Le cirque, dernier refuge pour des jeunes en itinérance

Lorsqu’elle s’est présentée à l’urgence d’un hôpital de Calgary pour la première fois, à l’âge de 14 ans, Gaby Torres Martinez s’est fait demander par une infirmière à quoi elle tenait encore dans sa vie. « J’ai répondu le cirque social Green Fools », dit-elle. Aujourd’hui âgée de 20 ans, Gaby est inscrite à l’Université de Calgary et elle est formatrice en cirque social : « J’ai apprécié l’acceptation totale que m’ont fournie les animateurs de cirque social et j’essaie d’être aussi ouverte avec les jeunes que j’entraîne aujourd’hui. »
Elle participait mercredi à une table ronde virtuelle qui donnait le coup d’envoi à plusieurs jours d’activités organisées par le Cirque Hors Piste de Montréal, autour du cirque comme facteur de transformation sociale en temps de pandémie.
Alors que les services offerts aux jeunes en situation d’itinérance ont rétréci avec la crise, Hors Piste a réussi à en maintenir, en respectant les mesures de distanciation sociale, depuis l’été dernier. Pendant ce temps, le nombre de lits en refuge chutait de 30 à 50 % et les places en centres de jour de 75 %, sans parler de l’accès aux autres ressources. Dans ce contexte, le cirque social est parfois la seule porte ouverte où ces jeunes peuvent se sentir épaulés et en sécurité, où ils sont acceptés dans leur marginalité et invités à être eux-mêmes.

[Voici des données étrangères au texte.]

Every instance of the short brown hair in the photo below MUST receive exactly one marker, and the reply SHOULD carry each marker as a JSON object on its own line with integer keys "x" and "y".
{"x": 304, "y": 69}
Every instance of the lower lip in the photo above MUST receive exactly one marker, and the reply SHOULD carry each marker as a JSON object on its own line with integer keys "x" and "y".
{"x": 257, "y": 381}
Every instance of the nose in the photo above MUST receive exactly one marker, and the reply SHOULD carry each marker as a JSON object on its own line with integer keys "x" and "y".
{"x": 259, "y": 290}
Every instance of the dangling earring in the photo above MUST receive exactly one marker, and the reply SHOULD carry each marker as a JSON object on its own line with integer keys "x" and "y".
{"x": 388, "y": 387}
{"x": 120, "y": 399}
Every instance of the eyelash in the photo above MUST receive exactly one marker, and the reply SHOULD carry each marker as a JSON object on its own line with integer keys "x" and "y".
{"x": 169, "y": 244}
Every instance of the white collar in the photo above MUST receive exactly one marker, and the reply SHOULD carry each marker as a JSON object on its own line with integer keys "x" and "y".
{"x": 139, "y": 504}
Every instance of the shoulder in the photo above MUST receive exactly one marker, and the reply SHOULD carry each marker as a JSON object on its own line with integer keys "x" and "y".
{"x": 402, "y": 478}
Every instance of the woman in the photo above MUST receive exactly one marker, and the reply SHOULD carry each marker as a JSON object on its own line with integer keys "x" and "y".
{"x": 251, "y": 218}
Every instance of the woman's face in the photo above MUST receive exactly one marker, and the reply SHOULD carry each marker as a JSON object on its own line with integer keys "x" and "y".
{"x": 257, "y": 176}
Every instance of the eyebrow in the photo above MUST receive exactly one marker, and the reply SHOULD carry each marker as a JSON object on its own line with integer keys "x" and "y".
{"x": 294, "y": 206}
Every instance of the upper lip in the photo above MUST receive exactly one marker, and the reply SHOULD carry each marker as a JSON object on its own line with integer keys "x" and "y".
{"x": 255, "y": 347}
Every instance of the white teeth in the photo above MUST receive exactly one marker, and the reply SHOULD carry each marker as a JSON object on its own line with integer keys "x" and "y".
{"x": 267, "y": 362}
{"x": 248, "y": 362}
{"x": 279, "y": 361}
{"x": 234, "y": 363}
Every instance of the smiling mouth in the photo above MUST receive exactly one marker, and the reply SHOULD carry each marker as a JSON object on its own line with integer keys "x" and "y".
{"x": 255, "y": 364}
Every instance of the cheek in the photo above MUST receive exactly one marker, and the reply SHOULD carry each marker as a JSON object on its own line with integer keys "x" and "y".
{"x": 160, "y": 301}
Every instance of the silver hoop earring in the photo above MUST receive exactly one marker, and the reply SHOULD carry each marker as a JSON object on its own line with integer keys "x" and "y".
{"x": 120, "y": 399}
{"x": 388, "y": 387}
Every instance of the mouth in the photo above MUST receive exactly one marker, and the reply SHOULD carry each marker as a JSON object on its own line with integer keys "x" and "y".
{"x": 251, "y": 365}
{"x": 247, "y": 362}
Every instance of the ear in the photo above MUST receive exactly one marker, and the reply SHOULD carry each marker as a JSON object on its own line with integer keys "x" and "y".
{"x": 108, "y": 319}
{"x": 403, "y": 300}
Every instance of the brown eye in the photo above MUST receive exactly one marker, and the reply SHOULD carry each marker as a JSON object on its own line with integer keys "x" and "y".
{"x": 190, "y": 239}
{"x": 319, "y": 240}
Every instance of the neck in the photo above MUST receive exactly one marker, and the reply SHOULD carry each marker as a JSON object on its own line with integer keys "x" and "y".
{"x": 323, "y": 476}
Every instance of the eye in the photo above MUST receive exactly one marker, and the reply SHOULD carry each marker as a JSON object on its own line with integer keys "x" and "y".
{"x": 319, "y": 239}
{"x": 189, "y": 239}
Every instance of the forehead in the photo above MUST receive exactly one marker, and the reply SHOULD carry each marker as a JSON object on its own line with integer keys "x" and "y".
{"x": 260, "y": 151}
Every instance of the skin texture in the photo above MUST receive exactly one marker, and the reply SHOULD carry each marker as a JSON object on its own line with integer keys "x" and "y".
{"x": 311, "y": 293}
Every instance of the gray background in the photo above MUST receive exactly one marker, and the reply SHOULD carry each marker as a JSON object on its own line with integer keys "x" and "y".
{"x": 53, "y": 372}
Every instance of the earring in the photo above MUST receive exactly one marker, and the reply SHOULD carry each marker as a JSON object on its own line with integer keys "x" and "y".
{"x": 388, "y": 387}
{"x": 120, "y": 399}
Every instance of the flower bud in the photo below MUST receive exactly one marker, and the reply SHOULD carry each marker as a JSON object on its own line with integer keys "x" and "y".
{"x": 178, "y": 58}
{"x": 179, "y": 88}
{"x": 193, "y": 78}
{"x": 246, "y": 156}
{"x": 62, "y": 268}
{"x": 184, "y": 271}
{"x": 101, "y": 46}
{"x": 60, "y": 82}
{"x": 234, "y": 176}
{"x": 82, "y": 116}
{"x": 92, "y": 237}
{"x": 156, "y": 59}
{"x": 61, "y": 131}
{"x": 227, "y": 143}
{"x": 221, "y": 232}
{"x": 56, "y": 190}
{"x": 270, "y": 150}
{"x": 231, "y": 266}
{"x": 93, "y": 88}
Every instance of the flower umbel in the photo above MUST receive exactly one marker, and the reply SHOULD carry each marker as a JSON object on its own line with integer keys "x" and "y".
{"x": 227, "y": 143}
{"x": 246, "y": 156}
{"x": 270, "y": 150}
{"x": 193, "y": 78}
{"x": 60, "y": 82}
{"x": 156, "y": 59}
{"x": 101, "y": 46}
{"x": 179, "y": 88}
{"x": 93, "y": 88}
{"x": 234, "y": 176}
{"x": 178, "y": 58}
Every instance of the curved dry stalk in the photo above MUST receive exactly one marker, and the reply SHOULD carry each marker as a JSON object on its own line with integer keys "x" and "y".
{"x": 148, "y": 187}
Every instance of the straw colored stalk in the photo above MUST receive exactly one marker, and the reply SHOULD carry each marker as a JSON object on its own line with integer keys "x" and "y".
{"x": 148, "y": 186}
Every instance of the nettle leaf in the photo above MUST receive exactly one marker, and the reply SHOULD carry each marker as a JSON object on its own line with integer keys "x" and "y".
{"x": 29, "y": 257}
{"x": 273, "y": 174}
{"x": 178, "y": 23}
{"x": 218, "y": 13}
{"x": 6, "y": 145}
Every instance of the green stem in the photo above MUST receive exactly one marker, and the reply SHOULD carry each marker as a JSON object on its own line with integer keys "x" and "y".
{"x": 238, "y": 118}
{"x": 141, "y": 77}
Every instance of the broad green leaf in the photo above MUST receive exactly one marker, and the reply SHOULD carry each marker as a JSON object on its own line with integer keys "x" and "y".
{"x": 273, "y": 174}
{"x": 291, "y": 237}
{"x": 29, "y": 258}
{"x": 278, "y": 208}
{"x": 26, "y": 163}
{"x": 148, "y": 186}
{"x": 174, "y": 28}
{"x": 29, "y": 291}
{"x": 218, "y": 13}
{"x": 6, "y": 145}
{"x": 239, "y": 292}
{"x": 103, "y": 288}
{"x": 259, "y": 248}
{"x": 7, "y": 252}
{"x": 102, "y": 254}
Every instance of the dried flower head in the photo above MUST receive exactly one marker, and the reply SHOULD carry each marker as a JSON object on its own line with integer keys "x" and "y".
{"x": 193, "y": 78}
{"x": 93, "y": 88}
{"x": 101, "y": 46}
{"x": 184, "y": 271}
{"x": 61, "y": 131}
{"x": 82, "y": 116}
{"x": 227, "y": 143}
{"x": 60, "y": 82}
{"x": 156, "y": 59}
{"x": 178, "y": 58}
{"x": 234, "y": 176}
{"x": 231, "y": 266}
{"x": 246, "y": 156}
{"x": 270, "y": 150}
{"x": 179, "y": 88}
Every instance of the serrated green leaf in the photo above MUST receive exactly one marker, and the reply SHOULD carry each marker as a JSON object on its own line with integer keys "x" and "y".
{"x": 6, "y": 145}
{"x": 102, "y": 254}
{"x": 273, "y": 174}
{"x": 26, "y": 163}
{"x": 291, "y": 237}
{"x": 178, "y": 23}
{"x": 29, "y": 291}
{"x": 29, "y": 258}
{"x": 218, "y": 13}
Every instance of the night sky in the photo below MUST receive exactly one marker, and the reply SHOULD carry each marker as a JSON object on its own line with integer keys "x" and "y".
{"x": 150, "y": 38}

Selon des données présentées par le Réseau d’intervention de proximité auprès des jeunes de la rue, les références en santé mentale ont chuté de 50 % en 2020 par rapport aux trois années précédentes. Le fait que des jeunes consomment, plus souvent seuls, des drogues de moindre qualité à cause de la pandémie accroît les risques de surdose. Le besoin d’un foyer, d’un accompagnement est criant.

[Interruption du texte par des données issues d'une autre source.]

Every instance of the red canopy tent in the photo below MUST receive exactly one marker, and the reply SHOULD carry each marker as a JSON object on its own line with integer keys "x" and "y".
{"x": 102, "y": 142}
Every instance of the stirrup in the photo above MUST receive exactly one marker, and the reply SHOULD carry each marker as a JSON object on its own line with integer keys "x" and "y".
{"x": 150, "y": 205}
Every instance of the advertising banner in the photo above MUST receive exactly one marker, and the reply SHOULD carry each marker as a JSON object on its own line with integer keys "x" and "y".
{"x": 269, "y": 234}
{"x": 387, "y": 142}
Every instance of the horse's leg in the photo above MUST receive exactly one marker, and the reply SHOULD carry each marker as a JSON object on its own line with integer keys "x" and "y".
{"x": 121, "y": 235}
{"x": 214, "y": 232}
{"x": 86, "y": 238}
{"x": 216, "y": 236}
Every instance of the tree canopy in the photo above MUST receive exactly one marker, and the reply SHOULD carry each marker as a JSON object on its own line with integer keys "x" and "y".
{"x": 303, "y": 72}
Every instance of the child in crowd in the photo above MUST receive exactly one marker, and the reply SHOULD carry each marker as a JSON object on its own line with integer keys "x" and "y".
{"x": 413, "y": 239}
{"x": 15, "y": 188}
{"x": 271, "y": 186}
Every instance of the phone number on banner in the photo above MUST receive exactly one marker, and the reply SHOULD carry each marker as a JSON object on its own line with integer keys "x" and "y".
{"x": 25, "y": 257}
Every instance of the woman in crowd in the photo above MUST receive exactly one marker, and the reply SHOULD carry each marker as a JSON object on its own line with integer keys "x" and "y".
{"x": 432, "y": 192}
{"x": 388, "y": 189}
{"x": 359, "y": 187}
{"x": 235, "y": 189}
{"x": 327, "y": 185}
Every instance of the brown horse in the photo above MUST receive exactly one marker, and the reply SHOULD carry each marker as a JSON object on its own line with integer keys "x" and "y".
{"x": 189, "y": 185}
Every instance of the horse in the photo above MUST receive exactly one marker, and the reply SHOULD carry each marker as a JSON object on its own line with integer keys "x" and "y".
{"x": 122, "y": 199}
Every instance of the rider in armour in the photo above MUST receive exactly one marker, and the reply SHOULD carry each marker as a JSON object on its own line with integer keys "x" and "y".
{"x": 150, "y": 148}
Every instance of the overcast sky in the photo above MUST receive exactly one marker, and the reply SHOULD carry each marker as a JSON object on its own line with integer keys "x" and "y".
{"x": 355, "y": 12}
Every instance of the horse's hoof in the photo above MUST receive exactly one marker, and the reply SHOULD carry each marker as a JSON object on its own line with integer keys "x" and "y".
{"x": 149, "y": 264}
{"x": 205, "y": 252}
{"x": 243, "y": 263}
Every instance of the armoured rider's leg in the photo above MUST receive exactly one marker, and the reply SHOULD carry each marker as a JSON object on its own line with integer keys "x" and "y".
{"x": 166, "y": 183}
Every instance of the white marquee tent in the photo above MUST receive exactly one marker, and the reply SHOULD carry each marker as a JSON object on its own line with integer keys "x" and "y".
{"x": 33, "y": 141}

Il faut dire que le cirque social est plus qu’un cirque. « Le cirque social peut sauver la vie des jeunes, dit Gaby Torres Martinez. Ouvrez l’espace et regardez-les fleurir. » Parfois, c’est un repas qu’on partage en respectant la distanciation, comme en témoignait Marilou Vinet, intervenante pour le Cirque Hors Piste. Le cirque social crée des communautés, comme le raconte Eleftérios Kechagioglou, directeur du Plus petit cirque du monde (CCPM) à Bayeux et cofondateur de CARAVAN Circus Network, un réseau international de cirque social. Foncièrement ouvert à des disciplines diverses, de l’acrobatie à la jonglerie et au clown, selon la personnalité et les habiletés de ses membres, le cirque est un terreau fertile pour voir grandir des jeunes marginalisés.
Tous les jours jusqu’à la fin du week-end, 100 jeunes à risque d’itinérance de 15 communautés du Canada participeront à une activité de création collective organisée par Hors Piste. On espère ainsi aider à briser leur isolement et à leur donner l’occasion de s’impliquer dans leur communauté.
Le volet national du Cirque Hors Piste porte le nom de Cirkaskina, qui veut dire « tous ensemble » en langue atikamekw. L’activité regroupera d’ailleurs des membres de communautés à travers le Canada, de Vancouver à Saint John’s en passant Montréal et par les communautés inuit d’Igloolik ou de Quujjuaq. Cirkaskina compte également des membres dans les communautés atikamekw de Wemontaci et de Manawan.
Au Nunavik, où l’organisme Cirqiniq organise des activités dans 14 communautés depuis plusieurs années, la pandémie a forcé des leaders à prendre en charge les ateliers de cirque, se réjouit Rebecca Devi Leonard, qui fait partie du projet SoCirc à Toronto, et qui a été coordinatrice/instructrice à Cirqiniq.